= Okobojo, South Dakota =

Ghost town in Sully County, South Dakota, United States

Okobojo (Dakota: okówožu; "to plant in spaces") is a ghost town in Sully County, South Dakota, United States.

==History==
The first settler in the area was Peter Brennan, who arrived in early 1882. His presence was technically illegal, since the federal government did not begin opening land in the township until April 9, 1883. The town was laid out that spring. Most of the first settlers were industrial people from Iowa, Ohio, Illinois, and Indiana. Many of them did not plan to make a permanent settlement. The first building was a general store. The town also included a hardware store, several other stores, a hotel, a slaughterhouse, a printing office, a cemetery, and a town hall.
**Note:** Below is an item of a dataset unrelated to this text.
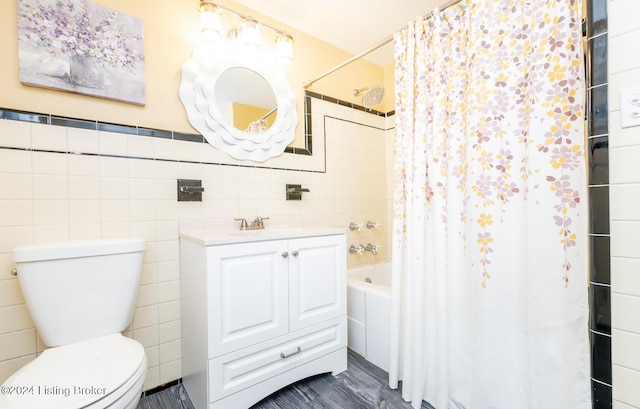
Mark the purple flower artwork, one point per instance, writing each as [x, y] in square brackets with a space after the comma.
[78, 46]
By October, there were about 250 buildings in the surrounding area. The township was first called Pymosa, but it was later changed to Okobojo. The first school was built on the west side of the township in November 1883. The first newspaper emerged in May 1884 and ran until 1929, after it was moved to nearby Onida. That fall, a flouring mill was built; it closed later due to the high cost of fuel needed to run it. Military personnel from Fort Sully often visited the town. For the first few years, the township's crops did well, but by 1886, severe weather conditions began to damage them. By 1890, crops were doing poorly, and much of the area was abandoned.

==Geography==
Okobojo is located in Sully County, South Dakota, east of the Missouri River.